The preliminary findings come as the SEC is to discuss new proposals at a meeting today that would force brokers and fund companies to share more information with investors about fees and potential conflicts of interest in their sales arrangements.

"A customer has a right to know where the incentive is [for the broker]," Stephen Cutler, the SEC's head of enforcement said.

The latest findings come as the $7,000bn mutual fund industry is already suffering from a series of trading scandals that have led to criminal investigations and the threat of new regulation from Congress.

The findings follow a case last November in which the SEC imposed a $50m settlement on Morgan Stanley for failing to disclose to investors certain kickbacks that were paid to its brokers to promote particular mutual funds.

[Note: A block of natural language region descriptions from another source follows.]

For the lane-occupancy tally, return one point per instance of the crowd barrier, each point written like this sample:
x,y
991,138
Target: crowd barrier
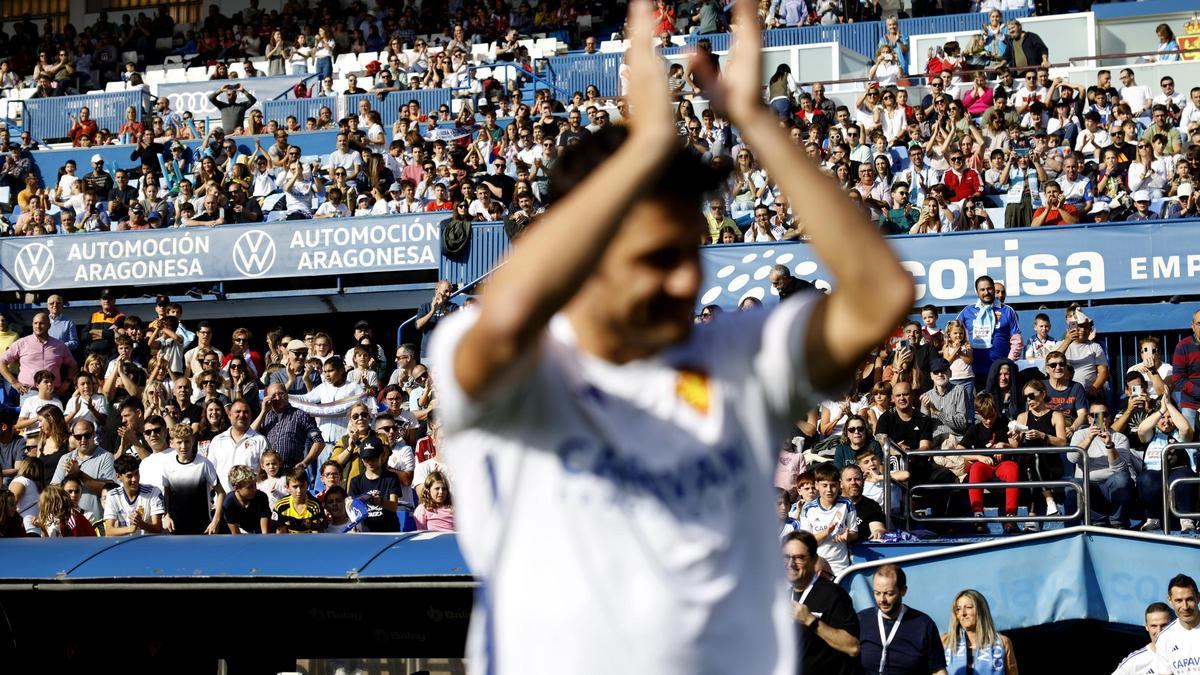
x,y
47,162
47,118
1038,264
861,36
229,252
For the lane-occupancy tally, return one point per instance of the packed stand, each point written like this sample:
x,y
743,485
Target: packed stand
x,y
125,426
995,406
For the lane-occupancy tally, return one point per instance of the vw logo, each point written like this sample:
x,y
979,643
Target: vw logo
x,y
34,266
253,252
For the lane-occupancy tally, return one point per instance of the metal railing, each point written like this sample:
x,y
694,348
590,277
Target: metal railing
x,y
1083,506
1170,485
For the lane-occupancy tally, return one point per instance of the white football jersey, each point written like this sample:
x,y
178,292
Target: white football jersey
x,y
1143,662
118,506
627,509
1180,649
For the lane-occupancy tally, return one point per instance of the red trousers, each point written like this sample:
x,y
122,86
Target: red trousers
x,y
981,472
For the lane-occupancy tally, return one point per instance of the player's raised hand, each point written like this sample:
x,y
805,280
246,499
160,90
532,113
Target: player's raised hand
x,y
649,101
737,93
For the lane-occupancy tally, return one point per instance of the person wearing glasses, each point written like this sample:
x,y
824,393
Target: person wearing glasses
x,y
91,465
822,610
1109,463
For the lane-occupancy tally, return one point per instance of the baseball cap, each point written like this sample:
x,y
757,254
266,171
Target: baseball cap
x,y
372,448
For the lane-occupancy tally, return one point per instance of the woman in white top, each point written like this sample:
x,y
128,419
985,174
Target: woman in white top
x,y
749,185
891,118
323,52
886,69
298,58
27,487
1146,173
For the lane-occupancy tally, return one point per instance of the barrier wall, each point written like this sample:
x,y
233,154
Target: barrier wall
x,y
192,255
47,118
1043,264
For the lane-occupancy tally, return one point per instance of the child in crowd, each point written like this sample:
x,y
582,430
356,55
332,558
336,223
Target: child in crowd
x,y
270,479
436,512
784,505
831,518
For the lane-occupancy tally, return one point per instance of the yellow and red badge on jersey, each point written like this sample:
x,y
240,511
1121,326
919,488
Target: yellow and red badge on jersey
x,y
694,388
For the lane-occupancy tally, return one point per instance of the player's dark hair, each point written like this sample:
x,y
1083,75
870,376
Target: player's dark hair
x,y
1159,608
685,175
1182,581
894,572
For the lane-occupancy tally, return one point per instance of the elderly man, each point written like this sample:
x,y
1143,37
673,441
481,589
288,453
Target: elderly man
x,y
822,610
1025,49
289,431
39,352
238,444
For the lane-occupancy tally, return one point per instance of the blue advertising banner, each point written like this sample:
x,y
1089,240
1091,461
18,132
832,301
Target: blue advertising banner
x,y
283,249
1063,574
1042,264
193,96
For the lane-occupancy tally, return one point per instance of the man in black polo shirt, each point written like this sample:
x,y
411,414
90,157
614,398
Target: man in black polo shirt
x,y
913,430
826,625
913,646
870,514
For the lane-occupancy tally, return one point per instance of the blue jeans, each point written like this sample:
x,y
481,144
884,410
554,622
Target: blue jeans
x,y
324,67
967,384
1109,499
1150,488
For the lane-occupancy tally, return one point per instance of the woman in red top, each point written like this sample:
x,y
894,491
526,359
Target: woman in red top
x,y
58,515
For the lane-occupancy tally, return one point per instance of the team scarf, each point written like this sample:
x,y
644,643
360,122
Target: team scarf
x,y
985,317
335,408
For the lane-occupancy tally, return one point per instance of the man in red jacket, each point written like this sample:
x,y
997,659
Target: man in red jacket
x,y
963,181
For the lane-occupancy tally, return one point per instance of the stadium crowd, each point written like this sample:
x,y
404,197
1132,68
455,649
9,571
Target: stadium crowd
x,y
994,131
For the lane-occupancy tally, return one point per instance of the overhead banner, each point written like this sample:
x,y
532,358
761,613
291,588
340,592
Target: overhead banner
x,y
1037,264
283,249
193,96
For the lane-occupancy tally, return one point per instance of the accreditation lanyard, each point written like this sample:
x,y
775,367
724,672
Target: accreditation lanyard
x,y
886,639
807,590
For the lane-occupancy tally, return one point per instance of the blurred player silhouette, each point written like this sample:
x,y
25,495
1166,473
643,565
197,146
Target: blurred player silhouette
x,y
612,461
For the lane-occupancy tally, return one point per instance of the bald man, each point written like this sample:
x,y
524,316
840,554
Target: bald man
x,y
61,328
40,352
292,432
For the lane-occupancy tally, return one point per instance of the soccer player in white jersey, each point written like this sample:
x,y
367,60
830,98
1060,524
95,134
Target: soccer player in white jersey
x,y
1147,661
132,508
613,461
1179,644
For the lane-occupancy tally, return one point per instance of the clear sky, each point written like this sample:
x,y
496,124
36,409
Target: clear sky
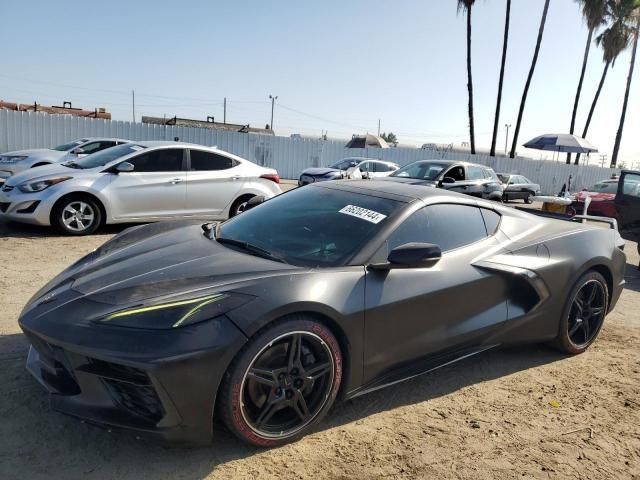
x,y
335,65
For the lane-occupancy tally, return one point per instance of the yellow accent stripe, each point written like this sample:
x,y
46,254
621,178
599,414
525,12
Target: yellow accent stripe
x,y
135,311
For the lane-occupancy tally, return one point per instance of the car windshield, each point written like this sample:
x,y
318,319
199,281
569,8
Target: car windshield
x,y
101,158
604,187
421,170
311,226
69,146
345,163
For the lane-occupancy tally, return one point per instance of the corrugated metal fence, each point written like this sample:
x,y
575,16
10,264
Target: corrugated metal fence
x,y
21,130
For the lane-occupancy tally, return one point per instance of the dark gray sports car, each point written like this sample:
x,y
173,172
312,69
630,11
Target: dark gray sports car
x,y
331,290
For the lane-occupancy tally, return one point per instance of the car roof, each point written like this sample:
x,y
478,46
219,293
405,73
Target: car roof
x,y
396,190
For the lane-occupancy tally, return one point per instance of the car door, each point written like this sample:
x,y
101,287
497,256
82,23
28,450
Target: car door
x,y
156,188
213,182
627,203
420,313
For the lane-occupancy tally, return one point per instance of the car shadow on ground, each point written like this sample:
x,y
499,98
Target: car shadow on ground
x,y
31,422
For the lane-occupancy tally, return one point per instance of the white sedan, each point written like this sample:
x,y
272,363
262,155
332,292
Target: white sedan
x,y
136,182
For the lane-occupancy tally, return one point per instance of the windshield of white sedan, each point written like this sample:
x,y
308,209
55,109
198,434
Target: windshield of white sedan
x,y
105,156
421,170
309,226
68,146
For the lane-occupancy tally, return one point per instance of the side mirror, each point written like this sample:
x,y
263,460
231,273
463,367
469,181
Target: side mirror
x,y
124,167
254,202
411,255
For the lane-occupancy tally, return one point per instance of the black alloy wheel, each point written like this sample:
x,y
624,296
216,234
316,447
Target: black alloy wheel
x,y
584,313
282,384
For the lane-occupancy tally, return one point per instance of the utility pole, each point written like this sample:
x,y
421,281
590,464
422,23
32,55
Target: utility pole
x,y
506,140
273,101
133,104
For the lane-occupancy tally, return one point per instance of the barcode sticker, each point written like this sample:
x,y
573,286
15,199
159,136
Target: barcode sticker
x,y
363,213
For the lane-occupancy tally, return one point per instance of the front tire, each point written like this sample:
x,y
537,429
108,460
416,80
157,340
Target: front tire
x,y
76,215
282,383
583,314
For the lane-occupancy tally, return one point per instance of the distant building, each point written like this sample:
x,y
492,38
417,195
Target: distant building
x,y
209,123
66,109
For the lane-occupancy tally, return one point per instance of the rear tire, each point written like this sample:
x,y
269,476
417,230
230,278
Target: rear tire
x,y
282,382
583,314
76,215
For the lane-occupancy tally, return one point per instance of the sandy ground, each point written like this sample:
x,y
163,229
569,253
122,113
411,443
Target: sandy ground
x,y
486,417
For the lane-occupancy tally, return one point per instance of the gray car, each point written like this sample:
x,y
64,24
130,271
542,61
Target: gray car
x,y
21,160
136,182
518,187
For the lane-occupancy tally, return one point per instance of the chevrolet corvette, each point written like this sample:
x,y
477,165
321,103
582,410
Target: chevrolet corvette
x,y
323,293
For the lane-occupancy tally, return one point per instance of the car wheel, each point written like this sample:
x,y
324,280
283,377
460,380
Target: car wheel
x,y
239,205
583,314
77,215
282,383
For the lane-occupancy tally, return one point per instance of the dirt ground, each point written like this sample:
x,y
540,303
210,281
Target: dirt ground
x,y
527,412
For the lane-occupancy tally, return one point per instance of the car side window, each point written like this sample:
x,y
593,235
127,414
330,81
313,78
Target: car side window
x,y
449,226
165,160
475,173
201,160
457,173
631,185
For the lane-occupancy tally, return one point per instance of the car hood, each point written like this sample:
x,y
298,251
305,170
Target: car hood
x,y
37,153
595,196
316,172
46,171
412,181
155,261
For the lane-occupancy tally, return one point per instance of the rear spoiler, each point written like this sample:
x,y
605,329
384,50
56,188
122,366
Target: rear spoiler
x,y
613,223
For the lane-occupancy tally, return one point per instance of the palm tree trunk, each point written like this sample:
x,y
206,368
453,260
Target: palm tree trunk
x,y
577,100
593,105
543,20
504,58
472,133
616,146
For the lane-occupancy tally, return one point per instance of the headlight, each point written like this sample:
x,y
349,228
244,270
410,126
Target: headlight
x,y
39,185
176,314
11,160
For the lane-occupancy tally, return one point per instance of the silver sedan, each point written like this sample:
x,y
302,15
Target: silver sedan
x,y
136,182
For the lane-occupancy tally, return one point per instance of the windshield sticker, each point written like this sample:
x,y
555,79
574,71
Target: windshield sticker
x,y
363,213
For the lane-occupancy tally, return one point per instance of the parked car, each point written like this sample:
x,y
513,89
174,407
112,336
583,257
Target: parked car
x,y
337,288
136,182
518,187
462,177
367,168
18,161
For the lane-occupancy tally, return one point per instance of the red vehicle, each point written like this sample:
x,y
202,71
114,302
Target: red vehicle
x,y
616,198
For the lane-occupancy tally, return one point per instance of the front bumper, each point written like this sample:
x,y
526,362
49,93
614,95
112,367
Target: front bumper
x,y
32,208
164,386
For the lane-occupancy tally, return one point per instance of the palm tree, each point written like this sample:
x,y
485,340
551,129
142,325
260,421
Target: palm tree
x,y
466,5
614,40
543,20
504,58
593,12
634,15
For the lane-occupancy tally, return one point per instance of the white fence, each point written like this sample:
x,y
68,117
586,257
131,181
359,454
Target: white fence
x,y
21,130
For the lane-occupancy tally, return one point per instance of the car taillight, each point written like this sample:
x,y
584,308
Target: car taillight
x,y
271,176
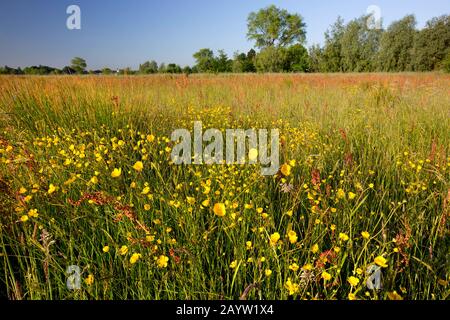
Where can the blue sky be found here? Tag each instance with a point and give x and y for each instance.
(120, 33)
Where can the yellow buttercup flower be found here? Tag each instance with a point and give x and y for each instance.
(326, 276)
(365, 235)
(291, 287)
(340, 194)
(190, 200)
(353, 281)
(292, 236)
(51, 189)
(138, 166)
(135, 257)
(219, 209)
(294, 267)
(89, 280)
(381, 261)
(285, 169)
(307, 267)
(116, 172)
(33, 213)
(252, 154)
(343, 237)
(162, 261)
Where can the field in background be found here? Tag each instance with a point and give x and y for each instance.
(365, 182)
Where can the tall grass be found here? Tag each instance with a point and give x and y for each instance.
(367, 153)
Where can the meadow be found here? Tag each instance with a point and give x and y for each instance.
(86, 180)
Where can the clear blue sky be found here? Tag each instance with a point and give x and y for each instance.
(120, 33)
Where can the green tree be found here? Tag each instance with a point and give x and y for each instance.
(359, 46)
(272, 26)
(270, 59)
(296, 59)
(397, 44)
(223, 64)
(331, 55)
(148, 67)
(79, 65)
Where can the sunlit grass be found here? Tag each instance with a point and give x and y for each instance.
(365, 182)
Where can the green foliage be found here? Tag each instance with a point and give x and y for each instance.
(79, 65)
(432, 44)
(244, 62)
(359, 46)
(148, 67)
(446, 63)
(396, 46)
(205, 60)
(270, 59)
(296, 59)
(272, 26)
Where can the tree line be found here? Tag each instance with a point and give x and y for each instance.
(280, 37)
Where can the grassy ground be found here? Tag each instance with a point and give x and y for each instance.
(366, 159)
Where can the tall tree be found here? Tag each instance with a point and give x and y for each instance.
(296, 59)
(332, 52)
(79, 65)
(432, 44)
(359, 46)
(271, 59)
(396, 46)
(272, 26)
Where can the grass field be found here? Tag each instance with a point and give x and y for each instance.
(365, 182)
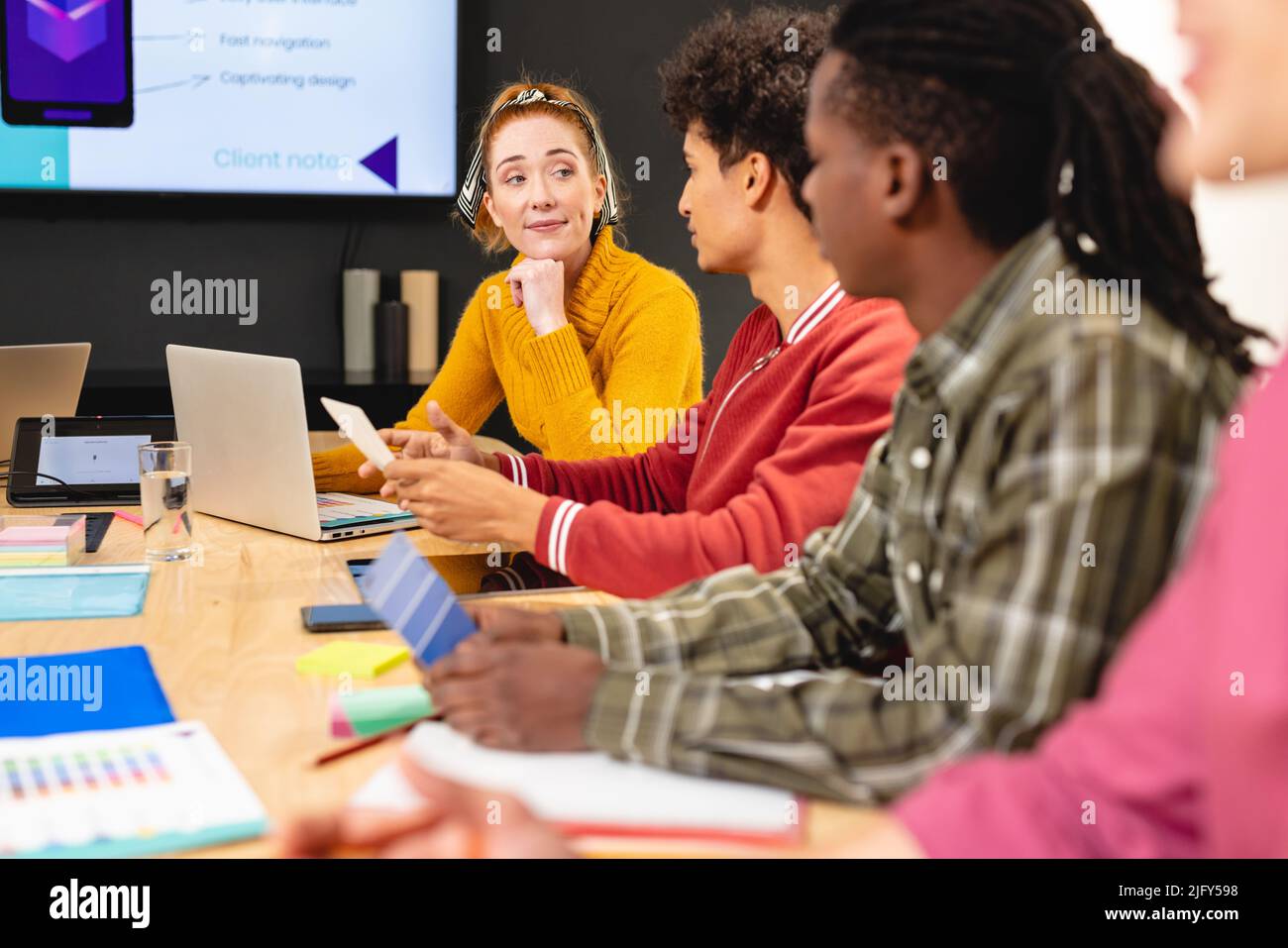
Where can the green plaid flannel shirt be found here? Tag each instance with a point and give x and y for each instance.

The SEC probe of so-called "revenue sharing" practices was initiated last April amid concerns that funds were using aggressive tactics to gain shelf space at broker dealers.

The probe revealed that 14 of 15 brokers that the government examined had received cash payments from funds and that 10 of them had accepted extra trading commissions.

The payments amounted to between $50 and $400 for every new $100,000 mutual fund sale, and then up to $250 for every year those assets remained invested in the fund.

In some cases, the funds paid what are known as "step-outs", in which part of their trading commissions would be directed to brokers that had not executed trades for them but had helped distribute their products.

In exchange for such payments, 13 of the 15 brokers appeared to grant special promotion to those funds, according to the SEC.

"These examinations indicate to us that revenue sharing is a very common practice in the mutual fund industry," said Lori Richards, the director of the SEC's office of compliance and inspections.

Ms Richards said that most mutual fund companies repeatedly denied to her staff that they used broker commissions to pay for distribution.

The new rules to be proposed will force funds and broker-dealers both to publish fee information that can be compared across the industry.